Dr Aisah Dahlan Ungkap Cara Nasihati Anak Laki-laki Agar Didengar

Ilustrasi ibu dan anak/parenting.
Sumber :
  • Freepik/bristekjegor

VIVALifestyle – Memiliki anak terutama anak laki-laki yang sedang di fase remaja tentu memiliki tantangan tersendiri bagi ibu. Tak sedikit dari mereka melakukan kesalahan di masa remaja lantaran rasa ingin tahu mereka yang begitu besar.

Alhasil orang tua sering dihubungi wali kelas murid mereka tentang kenakalan anak laki-laki mereka. Mendapati kabar tentang anaknya yang nakal di sekolah tidak sedikit dari orang tua yang langsung menasihati anak-anaknya.

Namun pernahkah ibu merasa anak Anda tidak mendengarkan ketika sedang dinasehati? Atau terkadang merasa anak seperti membangkang dengan gayanya yang sering jarang menatap ibunya ketika dinasehati?

Terkait dengan hal itu, dokter sekaligus praktisi neuroparenting, dr. Aisah Dahlan angkat bicara. Dijelaskannya bahwa sudah naluri seorang pria tidak suka kontak mata dengan wanita. Maka lebih baik, tidak menasihati anak laki-laki dengan saling tatap-tatapan.
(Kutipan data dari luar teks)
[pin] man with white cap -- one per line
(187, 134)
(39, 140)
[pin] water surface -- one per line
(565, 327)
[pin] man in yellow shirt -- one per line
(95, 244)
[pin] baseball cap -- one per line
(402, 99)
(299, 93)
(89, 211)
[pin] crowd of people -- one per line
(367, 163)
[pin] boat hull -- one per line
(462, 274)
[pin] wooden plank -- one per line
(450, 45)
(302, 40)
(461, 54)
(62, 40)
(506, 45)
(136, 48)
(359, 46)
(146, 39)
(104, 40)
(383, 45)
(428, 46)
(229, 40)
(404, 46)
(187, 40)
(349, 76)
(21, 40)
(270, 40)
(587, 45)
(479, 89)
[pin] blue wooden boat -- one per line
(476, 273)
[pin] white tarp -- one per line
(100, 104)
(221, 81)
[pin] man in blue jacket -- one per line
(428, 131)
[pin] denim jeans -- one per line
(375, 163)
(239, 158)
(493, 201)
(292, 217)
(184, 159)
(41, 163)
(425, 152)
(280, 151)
“Ibu kalau punya anak laki-laki karena laki-laki tidak suka kontak mata tidak usah nasehati anak laki-laki tatap-tatapan,” ujarnya dikutip dari potongan video yang diunggah di akun TikTok @UNGKAPIN.
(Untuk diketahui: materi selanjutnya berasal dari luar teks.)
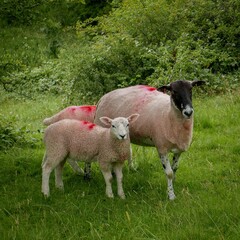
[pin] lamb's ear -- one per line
(132, 118)
(164, 88)
(106, 120)
(196, 83)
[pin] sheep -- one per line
(165, 122)
(82, 140)
(83, 113)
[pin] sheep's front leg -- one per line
(107, 174)
(118, 171)
(175, 164)
(169, 173)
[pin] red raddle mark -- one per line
(72, 109)
(148, 88)
(89, 125)
(88, 108)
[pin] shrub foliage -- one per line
(118, 43)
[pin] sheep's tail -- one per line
(48, 121)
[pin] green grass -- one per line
(207, 185)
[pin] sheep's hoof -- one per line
(46, 195)
(171, 197)
(87, 177)
(122, 196)
(110, 195)
(133, 168)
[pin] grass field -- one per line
(207, 184)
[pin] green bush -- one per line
(11, 136)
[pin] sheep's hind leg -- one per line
(107, 174)
(169, 173)
(175, 164)
(118, 171)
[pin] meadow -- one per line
(207, 183)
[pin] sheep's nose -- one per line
(188, 112)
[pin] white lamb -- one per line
(85, 141)
(83, 113)
(165, 122)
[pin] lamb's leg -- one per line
(131, 165)
(107, 174)
(118, 171)
(58, 175)
(175, 164)
(87, 171)
(169, 173)
(75, 167)
(46, 171)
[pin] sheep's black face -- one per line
(181, 95)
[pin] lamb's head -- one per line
(181, 95)
(120, 125)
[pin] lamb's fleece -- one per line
(85, 141)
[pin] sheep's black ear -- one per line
(164, 88)
(198, 83)
(105, 120)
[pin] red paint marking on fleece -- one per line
(88, 108)
(148, 88)
(89, 125)
(72, 109)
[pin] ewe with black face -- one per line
(166, 121)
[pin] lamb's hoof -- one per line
(87, 177)
(172, 197)
(122, 196)
(110, 195)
Lebih lanjut diungkap dr. Aisah Dahlan mengungkapkan dahulu dirinya juga sempat merasakan seperti yang umum dirasakan ibu-ibu lainnya ketika menasihati anak laki-laki. Saat menasihati anak laki-lakinya, dr. Aisah Dahlan melihat putranya seperti cuek.

“Saya sering melihat ibu-ibu (seperti itu), termasuk saya. Mau menasihati lanang (anak laki-laki dr. Aisha). ‘Lanang ibu mau bicara’ pas dia liat saya matanya dia begini gayanya bu (gelengkan kepala sambil memutar badan seolah cuek). Ibunya marah kan? ‘Yang sopan kalau bicara sama ibu, liat muka ibu nak’ pas dia liat, saya liat lagi (anaknya masih bertingkah seperti itu),” jelasnya.
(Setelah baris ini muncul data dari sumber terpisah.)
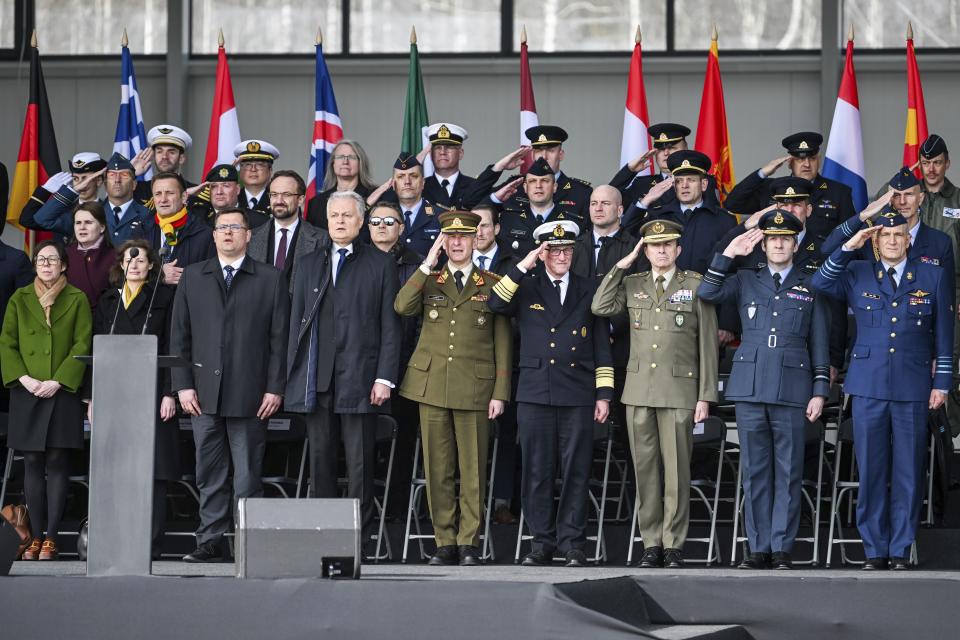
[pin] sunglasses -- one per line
(377, 221)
Setelah memahami ilmu tentang parenting, dr. Aisah Dahlan menjelaskan bahwa sikap atau tingkah anak laki-laki yang seperti itu bukan berarti mereka membangkang. Melainkan katanya lantaran anak laki-laki tidak kuat menatap mata seorang ibu.

ilustrasi orang tua prank ke anak

Photo :
  • freepik

“Bukan dia mau membangkang, dia tidak kuat tatap mata. Maka kalau kita mau bicara sama anak laki-laki, dan kita berharap anak laki-laki melihat kita. Kita tunduk, kita ambil kertas tulis. Dia pasti liat kita nulis,” kata dia. 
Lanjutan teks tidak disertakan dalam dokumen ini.